Em Marcos 7:8-9, Jesus faz um alerta sério aos fariseus e líderes religiosos de seu tempo:

“Negligenciando o mandamento de Deus, guardais a tradição dos homens. E disse-lhes ainda, Jeitosamente rejeitais o preceito de Deus para guardardes a tradição humana.” (Mc 7:8-9)

Essas palavras continuam extremamente atuais.

Naquele tempo, os fariseus e líderes religiosos não haviam abandonado Deus de forma direta. Eles continuavam frequentando o templo, orando, ensinando e mantendo uma aparência de fé. O problema estava em algo mais profundo: trocavam a obediência à Palavra por costumes religiosos. Aquilo que começou como uma tradição útil acabou se tornando uma regra maior do que o próprio mandamento de Deus.

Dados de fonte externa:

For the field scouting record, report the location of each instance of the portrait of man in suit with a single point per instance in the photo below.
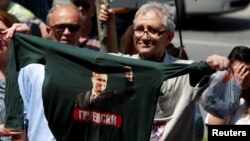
(101, 99)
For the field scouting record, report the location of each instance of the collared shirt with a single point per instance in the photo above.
(2, 108)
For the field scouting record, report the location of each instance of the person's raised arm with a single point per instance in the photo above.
(16, 27)
(107, 16)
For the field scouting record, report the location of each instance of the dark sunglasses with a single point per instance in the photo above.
(83, 4)
(62, 27)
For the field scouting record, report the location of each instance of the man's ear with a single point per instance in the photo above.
(170, 36)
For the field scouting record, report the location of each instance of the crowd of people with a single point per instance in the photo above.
(148, 37)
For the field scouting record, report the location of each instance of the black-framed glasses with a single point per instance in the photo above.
(83, 4)
(61, 27)
(151, 32)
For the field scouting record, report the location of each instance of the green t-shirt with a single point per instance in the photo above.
(68, 72)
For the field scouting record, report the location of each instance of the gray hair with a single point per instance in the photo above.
(61, 5)
(163, 8)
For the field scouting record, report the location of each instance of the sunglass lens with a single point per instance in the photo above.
(73, 28)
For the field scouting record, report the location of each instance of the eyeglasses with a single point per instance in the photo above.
(83, 4)
(61, 27)
(151, 32)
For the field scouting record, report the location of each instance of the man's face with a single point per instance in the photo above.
(87, 7)
(242, 73)
(65, 26)
(151, 46)
(99, 82)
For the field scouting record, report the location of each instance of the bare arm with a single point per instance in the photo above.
(107, 16)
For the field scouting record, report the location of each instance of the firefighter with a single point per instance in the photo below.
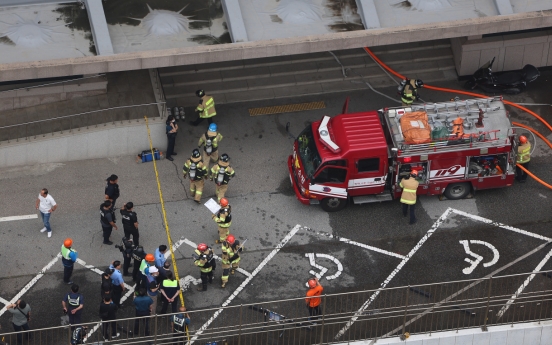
(410, 91)
(231, 250)
(408, 196)
(204, 259)
(223, 218)
(205, 109)
(313, 298)
(138, 255)
(522, 158)
(198, 173)
(221, 173)
(210, 140)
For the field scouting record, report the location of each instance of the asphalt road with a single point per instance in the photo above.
(374, 238)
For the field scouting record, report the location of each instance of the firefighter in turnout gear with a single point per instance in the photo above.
(523, 157)
(203, 258)
(408, 196)
(205, 109)
(223, 218)
(409, 92)
(210, 141)
(231, 250)
(221, 173)
(197, 171)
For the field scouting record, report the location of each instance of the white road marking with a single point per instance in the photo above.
(362, 245)
(32, 282)
(323, 269)
(524, 285)
(9, 219)
(478, 258)
(500, 225)
(193, 245)
(413, 251)
(313, 263)
(246, 281)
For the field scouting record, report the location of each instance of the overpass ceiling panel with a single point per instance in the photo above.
(273, 19)
(44, 32)
(137, 25)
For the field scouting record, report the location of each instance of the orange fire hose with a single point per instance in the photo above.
(481, 96)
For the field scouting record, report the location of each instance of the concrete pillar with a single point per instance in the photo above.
(98, 24)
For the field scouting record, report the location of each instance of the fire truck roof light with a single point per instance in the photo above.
(325, 135)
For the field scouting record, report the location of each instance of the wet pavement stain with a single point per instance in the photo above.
(200, 13)
(348, 12)
(76, 18)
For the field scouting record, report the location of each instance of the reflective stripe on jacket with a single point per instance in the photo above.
(207, 107)
(409, 187)
(524, 153)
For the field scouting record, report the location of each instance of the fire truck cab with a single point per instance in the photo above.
(457, 147)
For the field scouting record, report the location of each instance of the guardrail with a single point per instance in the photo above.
(361, 315)
(87, 119)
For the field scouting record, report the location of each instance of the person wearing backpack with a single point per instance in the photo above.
(21, 316)
(72, 305)
(108, 314)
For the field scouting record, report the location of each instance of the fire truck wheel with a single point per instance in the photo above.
(455, 191)
(333, 204)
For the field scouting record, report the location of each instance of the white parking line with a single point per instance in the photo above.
(500, 225)
(246, 281)
(9, 219)
(194, 245)
(524, 285)
(362, 245)
(413, 251)
(32, 282)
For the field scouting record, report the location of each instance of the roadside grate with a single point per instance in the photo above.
(288, 108)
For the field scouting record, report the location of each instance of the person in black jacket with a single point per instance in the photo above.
(112, 189)
(108, 314)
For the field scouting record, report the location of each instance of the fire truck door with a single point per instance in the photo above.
(369, 177)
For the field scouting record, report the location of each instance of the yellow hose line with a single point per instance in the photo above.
(162, 201)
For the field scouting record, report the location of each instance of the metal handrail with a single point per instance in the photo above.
(396, 311)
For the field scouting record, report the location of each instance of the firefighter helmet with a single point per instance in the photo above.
(230, 239)
(225, 158)
(68, 242)
(312, 283)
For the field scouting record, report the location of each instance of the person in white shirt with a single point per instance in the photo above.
(46, 205)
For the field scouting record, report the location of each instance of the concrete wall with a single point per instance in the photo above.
(531, 333)
(276, 47)
(111, 140)
(511, 51)
(30, 97)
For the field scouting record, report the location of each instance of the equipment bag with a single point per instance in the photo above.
(147, 156)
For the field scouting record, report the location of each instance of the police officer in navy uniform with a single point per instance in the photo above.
(108, 220)
(138, 255)
(130, 223)
(126, 248)
(112, 189)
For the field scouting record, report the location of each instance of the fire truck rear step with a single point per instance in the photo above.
(365, 199)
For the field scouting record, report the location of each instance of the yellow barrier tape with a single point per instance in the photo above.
(162, 201)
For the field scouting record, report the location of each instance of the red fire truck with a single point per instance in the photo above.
(457, 147)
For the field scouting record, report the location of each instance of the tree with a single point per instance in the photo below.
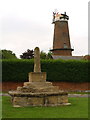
(7, 54)
(27, 55)
(44, 55)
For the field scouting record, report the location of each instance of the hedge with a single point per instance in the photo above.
(57, 70)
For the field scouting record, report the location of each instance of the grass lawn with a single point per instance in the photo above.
(78, 109)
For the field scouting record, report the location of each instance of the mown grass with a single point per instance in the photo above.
(78, 109)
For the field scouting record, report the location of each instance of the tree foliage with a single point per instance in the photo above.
(7, 54)
(44, 55)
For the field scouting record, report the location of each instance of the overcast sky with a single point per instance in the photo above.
(25, 24)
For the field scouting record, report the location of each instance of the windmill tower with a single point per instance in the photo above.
(61, 39)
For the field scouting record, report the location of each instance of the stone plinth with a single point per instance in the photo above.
(38, 92)
(39, 99)
(37, 76)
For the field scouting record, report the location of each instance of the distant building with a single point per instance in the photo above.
(61, 39)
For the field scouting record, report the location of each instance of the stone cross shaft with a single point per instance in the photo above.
(37, 66)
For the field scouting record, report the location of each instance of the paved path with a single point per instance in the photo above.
(69, 95)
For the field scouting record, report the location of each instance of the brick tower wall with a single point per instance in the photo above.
(61, 39)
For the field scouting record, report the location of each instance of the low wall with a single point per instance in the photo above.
(68, 57)
(69, 86)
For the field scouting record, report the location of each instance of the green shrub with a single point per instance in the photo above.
(57, 70)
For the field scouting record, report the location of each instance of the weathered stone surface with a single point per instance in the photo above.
(35, 101)
(38, 92)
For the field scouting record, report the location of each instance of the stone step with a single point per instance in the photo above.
(38, 84)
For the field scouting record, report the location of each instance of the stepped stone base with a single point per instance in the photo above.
(39, 99)
(38, 92)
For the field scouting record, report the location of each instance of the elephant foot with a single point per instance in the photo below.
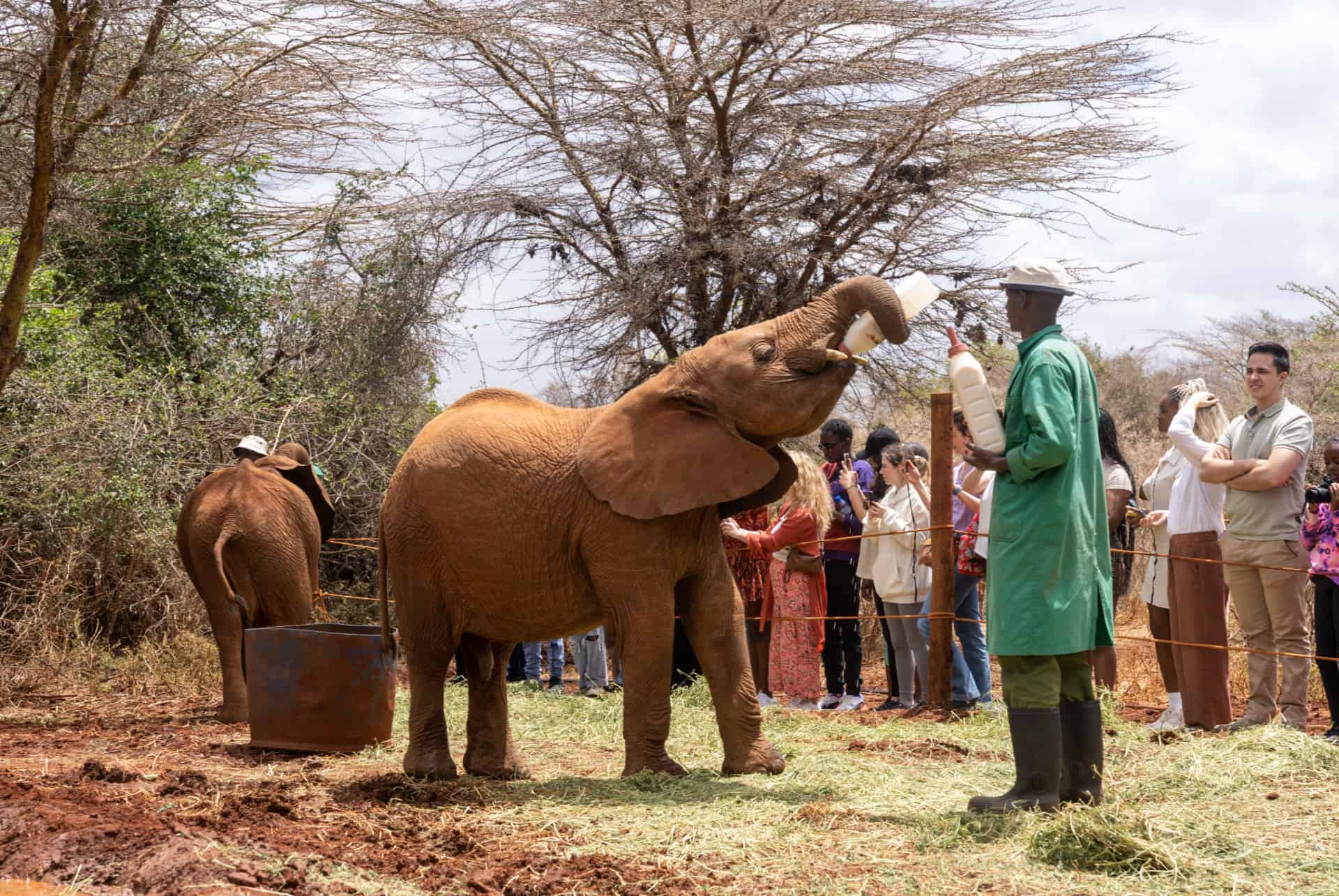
(762, 759)
(435, 765)
(510, 770)
(662, 764)
(232, 714)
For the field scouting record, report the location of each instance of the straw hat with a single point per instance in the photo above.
(252, 443)
(1038, 275)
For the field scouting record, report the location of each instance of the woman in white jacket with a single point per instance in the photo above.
(889, 556)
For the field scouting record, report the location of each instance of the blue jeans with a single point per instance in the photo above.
(589, 658)
(971, 662)
(534, 665)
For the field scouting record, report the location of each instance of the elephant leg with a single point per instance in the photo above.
(225, 618)
(487, 747)
(647, 643)
(713, 616)
(429, 647)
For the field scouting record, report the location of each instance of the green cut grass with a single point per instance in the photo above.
(880, 808)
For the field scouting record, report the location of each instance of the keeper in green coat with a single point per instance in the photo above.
(1049, 575)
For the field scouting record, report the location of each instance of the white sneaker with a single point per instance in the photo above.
(1170, 721)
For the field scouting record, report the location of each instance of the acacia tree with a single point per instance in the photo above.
(103, 87)
(685, 168)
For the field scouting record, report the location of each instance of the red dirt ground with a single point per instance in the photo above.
(149, 797)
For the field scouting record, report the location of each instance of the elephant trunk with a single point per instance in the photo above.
(821, 324)
(870, 294)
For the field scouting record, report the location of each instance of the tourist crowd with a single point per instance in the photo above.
(1228, 510)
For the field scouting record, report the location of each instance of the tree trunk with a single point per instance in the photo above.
(33, 236)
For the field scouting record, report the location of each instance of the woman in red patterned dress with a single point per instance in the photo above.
(794, 602)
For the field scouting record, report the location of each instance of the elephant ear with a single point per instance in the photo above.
(658, 452)
(304, 478)
(766, 494)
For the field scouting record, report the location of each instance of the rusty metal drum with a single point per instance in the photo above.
(321, 688)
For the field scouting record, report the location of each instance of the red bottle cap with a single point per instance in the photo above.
(955, 344)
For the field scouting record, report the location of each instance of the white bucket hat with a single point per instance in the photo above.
(1038, 275)
(253, 443)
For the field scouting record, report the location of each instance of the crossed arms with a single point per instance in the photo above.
(1250, 474)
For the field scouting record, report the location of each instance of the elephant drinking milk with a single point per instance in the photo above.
(509, 520)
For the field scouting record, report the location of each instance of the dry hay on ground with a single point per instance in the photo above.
(148, 794)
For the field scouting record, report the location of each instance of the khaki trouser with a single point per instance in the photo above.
(1273, 618)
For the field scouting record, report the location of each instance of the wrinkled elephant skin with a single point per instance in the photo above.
(509, 520)
(250, 539)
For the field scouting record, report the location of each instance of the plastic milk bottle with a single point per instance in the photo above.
(974, 395)
(864, 334)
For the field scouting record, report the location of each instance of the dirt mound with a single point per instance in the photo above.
(54, 833)
(927, 749)
(94, 770)
(386, 789)
(183, 782)
(538, 875)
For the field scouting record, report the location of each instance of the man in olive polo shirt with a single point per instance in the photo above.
(1262, 458)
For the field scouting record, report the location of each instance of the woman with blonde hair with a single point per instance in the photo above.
(794, 598)
(1197, 596)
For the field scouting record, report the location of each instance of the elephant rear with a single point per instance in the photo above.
(250, 541)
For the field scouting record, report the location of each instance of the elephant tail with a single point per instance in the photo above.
(387, 642)
(224, 538)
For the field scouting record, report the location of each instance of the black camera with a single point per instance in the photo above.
(1319, 493)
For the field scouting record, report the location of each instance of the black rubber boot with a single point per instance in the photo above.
(1037, 764)
(1081, 752)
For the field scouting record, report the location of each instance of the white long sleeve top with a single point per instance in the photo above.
(1196, 506)
(891, 559)
(1157, 489)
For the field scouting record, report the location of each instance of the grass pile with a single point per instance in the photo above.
(876, 803)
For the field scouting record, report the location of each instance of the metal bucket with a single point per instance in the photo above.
(321, 688)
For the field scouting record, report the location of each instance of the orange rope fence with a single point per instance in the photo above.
(352, 542)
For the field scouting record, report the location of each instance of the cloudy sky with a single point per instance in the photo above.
(1254, 186)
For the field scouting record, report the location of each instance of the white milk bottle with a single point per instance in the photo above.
(983, 421)
(864, 334)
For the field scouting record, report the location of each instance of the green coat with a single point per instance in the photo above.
(1050, 555)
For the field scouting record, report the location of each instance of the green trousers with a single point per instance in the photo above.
(1045, 682)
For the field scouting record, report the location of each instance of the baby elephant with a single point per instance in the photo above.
(250, 538)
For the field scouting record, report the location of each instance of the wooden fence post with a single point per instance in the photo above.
(941, 548)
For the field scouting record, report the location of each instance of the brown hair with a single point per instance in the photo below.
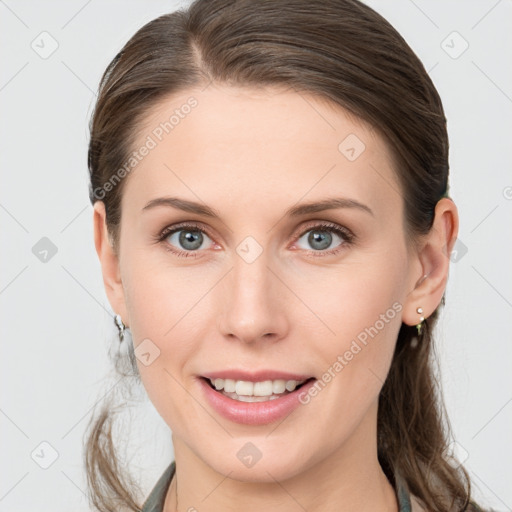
(343, 52)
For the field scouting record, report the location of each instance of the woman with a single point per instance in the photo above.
(271, 214)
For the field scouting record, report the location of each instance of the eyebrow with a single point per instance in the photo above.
(295, 211)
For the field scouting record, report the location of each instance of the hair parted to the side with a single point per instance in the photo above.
(346, 53)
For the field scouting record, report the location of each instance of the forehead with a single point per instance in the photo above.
(232, 142)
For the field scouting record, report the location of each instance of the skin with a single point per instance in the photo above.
(252, 154)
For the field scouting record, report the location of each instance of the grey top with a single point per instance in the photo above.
(155, 501)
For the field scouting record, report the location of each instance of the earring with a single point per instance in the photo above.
(415, 339)
(121, 327)
(419, 311)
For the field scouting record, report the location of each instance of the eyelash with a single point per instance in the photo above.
(347, 236)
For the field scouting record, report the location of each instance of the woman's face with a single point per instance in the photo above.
(255, 286)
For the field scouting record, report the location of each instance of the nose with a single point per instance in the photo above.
(252, 306)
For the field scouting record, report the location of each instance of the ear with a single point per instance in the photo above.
(433, 260)
(109, 261)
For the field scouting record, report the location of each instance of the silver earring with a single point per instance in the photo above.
(418, 326)
(121, 327)
(415, 339)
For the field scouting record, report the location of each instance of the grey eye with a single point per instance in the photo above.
(187, 239)
(318, 239)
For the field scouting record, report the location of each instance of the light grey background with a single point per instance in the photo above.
(56, 325)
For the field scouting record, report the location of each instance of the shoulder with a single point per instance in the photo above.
(416, 506)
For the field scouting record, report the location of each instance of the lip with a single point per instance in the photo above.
(258, 376)
(253, 413)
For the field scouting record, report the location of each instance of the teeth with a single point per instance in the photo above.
(246, 388)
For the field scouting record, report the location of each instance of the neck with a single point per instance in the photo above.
(346, 479)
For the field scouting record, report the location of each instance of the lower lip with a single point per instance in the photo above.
(253, 413)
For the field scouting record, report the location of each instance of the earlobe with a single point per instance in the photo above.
(109, 262)
(434, 260)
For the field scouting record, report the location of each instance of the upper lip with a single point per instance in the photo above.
(258, 376)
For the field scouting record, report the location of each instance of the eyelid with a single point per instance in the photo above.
(345, 233)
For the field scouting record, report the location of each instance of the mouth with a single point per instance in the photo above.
(244, 391)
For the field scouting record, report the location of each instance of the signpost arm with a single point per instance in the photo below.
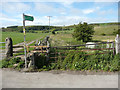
(24, 41)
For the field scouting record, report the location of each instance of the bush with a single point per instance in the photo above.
(103, 34)
(9, 63)
(83, 32)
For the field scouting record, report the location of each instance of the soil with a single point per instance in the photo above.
(57, 79)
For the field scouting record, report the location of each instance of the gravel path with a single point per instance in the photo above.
(14, 79)
(2, 51)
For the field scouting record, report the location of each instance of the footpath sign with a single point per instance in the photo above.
(26, 18)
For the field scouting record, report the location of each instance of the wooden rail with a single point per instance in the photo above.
(37, 49)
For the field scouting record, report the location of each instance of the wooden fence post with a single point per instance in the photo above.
(117, 42)
(9, 47)
(112, 46)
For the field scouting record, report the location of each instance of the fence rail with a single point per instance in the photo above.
(79, 48)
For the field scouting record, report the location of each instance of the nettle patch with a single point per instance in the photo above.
(15, 63)
(81, 61)
(73, 61)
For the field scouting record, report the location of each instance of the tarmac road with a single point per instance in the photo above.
(14, 79)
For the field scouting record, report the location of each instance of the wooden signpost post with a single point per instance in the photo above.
(26, 18)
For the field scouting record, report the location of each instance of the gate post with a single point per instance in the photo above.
(9, 47)
(117, 42)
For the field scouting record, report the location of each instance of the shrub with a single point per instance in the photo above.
(83, 32)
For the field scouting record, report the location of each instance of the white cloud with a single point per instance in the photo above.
(91, 10)
(87, 11)
(15, 7)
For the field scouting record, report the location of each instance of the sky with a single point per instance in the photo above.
(63, 12)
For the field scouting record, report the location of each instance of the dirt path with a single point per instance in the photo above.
(2, 51)
(22, 44)
(13, 79)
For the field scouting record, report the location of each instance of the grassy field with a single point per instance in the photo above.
(63, 37)
(108, 30)
(19, 37)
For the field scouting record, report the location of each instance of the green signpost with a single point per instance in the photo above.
(26, 18)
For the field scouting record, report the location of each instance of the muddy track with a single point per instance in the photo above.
(2, 51)
(15, 79)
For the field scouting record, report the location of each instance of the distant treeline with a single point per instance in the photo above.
(99, 24)
(34, 29)
(29, 28)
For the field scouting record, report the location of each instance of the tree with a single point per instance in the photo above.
(83, 32)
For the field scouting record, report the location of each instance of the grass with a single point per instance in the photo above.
(108, 30)
(19, 37)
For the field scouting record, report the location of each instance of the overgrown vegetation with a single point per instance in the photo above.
(83, 32)
(82, 62)
(15, 63)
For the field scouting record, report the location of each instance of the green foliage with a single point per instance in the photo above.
(83, 32)
(40, 60)
(53, 32)
(103, 34)
(10, 62)
(80, 61)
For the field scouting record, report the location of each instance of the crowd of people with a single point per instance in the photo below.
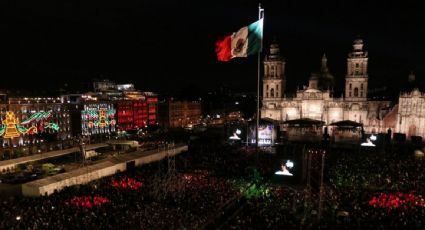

Nos dias atuais, o risco é o mesmo. Muitas vezes, seguimos práticas religiosas porque “sempre foi assim”, sem perguntar se elas realmente refletem o ensino bíblico. Costumes, métodos e regras ganham status de doutrina, mesmo sem fundamento claro nas Escrituras. Quando isso acontece, a fé deixa de ser viva e se torna mecânica.

Jesus nos lembra que Deus não se impressiona com rituais vazios. Ele olha para o coração. É possível cantar, participar de reuniões, repetir frases bonitas e, ainda assim, estar distante da vontade de Deus. Quando a tradição substitui a Palavra, a fé perde seu propósito.

Isso não significa que toda tradição seja errada. O erro está quando ela ocupa o lugar da Bíblia, quando é usada para controlar pessoas, justificar injustiças ou impedir a prática do amor, da misericórdia e da obediência verdadeira.

O chamado de Jesus é claro: voltar ao essencial. Colocar a Palavra de Deus acima de costumes humanos. Avaliar nossas práticas à luz das Escrituras. Ter coragem de corrigir caminhos quando percebemos que estamos defendendo tradições, e não a verdade.

Nos dias de hoje, mais do que aparência religiosa, Deus busca corações obedientes, fé sincera e vidas alinhadas com a sua Palavra. A tradição pode permanecer, desde que nunca silencie a voz de Deus.

A fé verdadeira não se sustenta no “sempre foi assim”, mas no “assim diz o Senhor”.